Levantei a cabeça, estreitando os olhos. Como ele ousava falar daquele modo depois de ter me atacado? Como ele ousava não estar tão descontrolado quanto eu?

- Eu realmente odeio você!

- Ótimo, isso quer dizer que possui sentimentos. – InuYasha sorriu daquela desprezível maneira cheia de descaso e tive que fechar minhas mãos para não atacá-lo fisicamente – Agora comporte-se como uma boa jóia e responda minha pergunta. – Ele girou os olhos quando não respondi, e cruzando os braços na frente do peito, arqueou uma das sobrancelhas e repetiu a pergunta. – O que sente por meu irmão?

- Gratidão. – A palavra deixou meus lábios sem que eu percebesse, ignorei o olhar de joça e as palavras continuaram a fluir sem que eu precisasse pensar. Essa era a resposta que eu costumava dar a mim mesma todas as vezes que essa mesma dúvida me assaltava. – Sesshoumaru me deu muito mais do que eu podia imaginar ganhar como uma simples jóia.

- Menos liberdade.

- Eu nunca pedi por liberdade.

- Então é apenas uma garota idiota, conformada com seu destino de ser um objeto de decoração? – Ele balançou a cabeça lentamente. – Desapontador... Pensei que tinha um cérebro... – Sorriu novamente, fitando-me com odiosa superioridade. – Talvez conviver com o controlador Sesshoumaru tenha acabado com seu espírito.
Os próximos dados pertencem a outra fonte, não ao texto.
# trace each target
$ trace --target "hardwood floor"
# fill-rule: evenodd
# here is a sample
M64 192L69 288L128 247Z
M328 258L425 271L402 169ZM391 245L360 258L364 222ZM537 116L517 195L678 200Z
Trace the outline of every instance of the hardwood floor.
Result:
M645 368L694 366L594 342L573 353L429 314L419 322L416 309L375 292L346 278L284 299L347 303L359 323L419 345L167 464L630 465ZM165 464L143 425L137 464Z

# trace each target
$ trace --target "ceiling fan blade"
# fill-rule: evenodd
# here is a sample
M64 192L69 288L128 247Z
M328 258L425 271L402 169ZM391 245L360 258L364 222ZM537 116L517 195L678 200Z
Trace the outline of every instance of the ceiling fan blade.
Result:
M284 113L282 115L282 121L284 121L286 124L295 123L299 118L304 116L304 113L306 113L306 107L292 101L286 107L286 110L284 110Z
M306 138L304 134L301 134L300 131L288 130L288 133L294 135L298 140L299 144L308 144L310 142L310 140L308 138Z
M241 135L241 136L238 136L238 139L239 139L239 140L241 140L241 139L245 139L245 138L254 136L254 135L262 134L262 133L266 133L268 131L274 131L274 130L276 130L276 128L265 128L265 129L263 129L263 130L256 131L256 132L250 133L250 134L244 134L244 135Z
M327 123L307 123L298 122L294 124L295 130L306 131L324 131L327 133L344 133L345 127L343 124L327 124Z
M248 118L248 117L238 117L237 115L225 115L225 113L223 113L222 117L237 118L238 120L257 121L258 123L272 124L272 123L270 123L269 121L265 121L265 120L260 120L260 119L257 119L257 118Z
Já me disseram que ele—

- Cale a boca! Não ouse falar dele desse modo! Você não é bom o suficiente sequer para pronunciar o nome dele! – Parei de falar, percebendo que estava quase gritando. Cobri os lábios com as mãos, surpresa demais por ele ter conseguido me fazer explodir daquela maneira.

- Então você o ama.

- Deixe-me em paz, InuYasha.

- Prove que não está completamente morta por dentro e ao menos diga em voz alta o que sente por Sesshoumaru. – Sem que eu percebesse, ele havia se aproximado de mim novamente, suas mãos delicadamente tocando meu rosto. - Diga o que sente e eu a deixarei em paz.
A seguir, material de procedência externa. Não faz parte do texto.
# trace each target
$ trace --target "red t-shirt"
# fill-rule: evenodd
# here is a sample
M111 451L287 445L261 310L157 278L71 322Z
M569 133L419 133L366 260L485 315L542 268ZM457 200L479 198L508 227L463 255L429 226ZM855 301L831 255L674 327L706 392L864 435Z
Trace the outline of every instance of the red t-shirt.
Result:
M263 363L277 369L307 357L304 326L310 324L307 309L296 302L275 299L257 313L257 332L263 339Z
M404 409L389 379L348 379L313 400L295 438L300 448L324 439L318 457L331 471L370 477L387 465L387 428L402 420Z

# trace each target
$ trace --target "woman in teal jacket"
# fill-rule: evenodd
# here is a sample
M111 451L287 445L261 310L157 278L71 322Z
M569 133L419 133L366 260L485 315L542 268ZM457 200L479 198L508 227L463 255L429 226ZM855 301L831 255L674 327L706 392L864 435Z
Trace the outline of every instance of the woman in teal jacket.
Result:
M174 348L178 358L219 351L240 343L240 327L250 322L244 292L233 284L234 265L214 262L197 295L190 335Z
- Não preciso provar nada a ninguém. – As palavras deixaram meus lábios rapidamente, podia sentir meu corpo paralisado novamente e minha única esperança era afastá-lo com frases dessa vez. – Especialmente a você.

InuYasha sorriu em silêncio, pisquei sem saber o que ele faria a seguir e quase senti minhas pernas amolecerem quando vi o rosto masculino se aproximar do meu novamente. Abri a boca, tentando pedir para que se afastasse, mas minha voz desaparecera, fechei os olhos sentindo a respiração quente tocar minha pele, os lábios dele a centímetros dos meus.
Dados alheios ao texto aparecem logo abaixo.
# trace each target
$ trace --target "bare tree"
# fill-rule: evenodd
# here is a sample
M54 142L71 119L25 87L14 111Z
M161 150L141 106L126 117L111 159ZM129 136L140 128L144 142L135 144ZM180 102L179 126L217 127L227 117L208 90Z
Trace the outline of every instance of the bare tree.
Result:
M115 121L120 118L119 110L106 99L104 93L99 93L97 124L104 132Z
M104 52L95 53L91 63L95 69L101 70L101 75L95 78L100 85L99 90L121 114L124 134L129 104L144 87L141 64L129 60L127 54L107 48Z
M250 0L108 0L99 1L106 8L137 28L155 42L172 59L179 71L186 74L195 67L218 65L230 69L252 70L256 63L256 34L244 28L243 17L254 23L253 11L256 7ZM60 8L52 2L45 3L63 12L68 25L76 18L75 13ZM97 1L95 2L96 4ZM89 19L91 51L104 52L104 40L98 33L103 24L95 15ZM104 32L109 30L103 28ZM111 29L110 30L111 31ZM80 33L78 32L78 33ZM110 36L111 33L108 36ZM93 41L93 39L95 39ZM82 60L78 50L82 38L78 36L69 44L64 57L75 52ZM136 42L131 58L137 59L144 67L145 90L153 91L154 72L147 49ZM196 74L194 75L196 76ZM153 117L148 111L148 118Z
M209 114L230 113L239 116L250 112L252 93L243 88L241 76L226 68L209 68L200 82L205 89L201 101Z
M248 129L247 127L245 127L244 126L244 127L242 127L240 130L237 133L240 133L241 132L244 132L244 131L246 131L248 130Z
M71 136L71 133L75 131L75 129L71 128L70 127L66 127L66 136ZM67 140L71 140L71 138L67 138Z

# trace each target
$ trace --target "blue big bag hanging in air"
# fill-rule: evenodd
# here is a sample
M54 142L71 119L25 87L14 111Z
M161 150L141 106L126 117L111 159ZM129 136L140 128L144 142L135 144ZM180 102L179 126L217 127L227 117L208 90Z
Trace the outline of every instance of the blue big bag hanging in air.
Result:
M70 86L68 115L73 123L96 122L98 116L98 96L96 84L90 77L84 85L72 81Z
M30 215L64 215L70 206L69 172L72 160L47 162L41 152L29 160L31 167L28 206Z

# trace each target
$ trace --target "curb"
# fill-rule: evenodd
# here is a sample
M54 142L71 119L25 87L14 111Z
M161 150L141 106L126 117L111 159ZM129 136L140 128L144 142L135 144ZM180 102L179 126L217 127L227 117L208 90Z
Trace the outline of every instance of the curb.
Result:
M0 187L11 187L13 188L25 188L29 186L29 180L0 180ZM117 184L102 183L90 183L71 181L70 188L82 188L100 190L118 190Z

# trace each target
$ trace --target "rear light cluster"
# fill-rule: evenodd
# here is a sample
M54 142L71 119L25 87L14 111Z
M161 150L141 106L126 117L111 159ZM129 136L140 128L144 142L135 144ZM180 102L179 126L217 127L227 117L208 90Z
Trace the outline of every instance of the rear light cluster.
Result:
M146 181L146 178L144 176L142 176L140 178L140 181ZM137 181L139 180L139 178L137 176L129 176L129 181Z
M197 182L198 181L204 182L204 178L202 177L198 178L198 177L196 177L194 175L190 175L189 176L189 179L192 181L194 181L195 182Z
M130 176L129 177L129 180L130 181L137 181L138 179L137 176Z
- Ele nunca vai amar você. – Abri os olhos novamente, surpresa com aquelas palavras murmuradas em um tom quase magoado. – Sesshoumaru nunca vai apreciá-la pela mulher que você realmente é... – Estremeci, sentindo a caricia do polegar dele em meu queixo e tudo que pude fazer foi continuar parada – Ele nunca vai sentir por você o que eu sinto.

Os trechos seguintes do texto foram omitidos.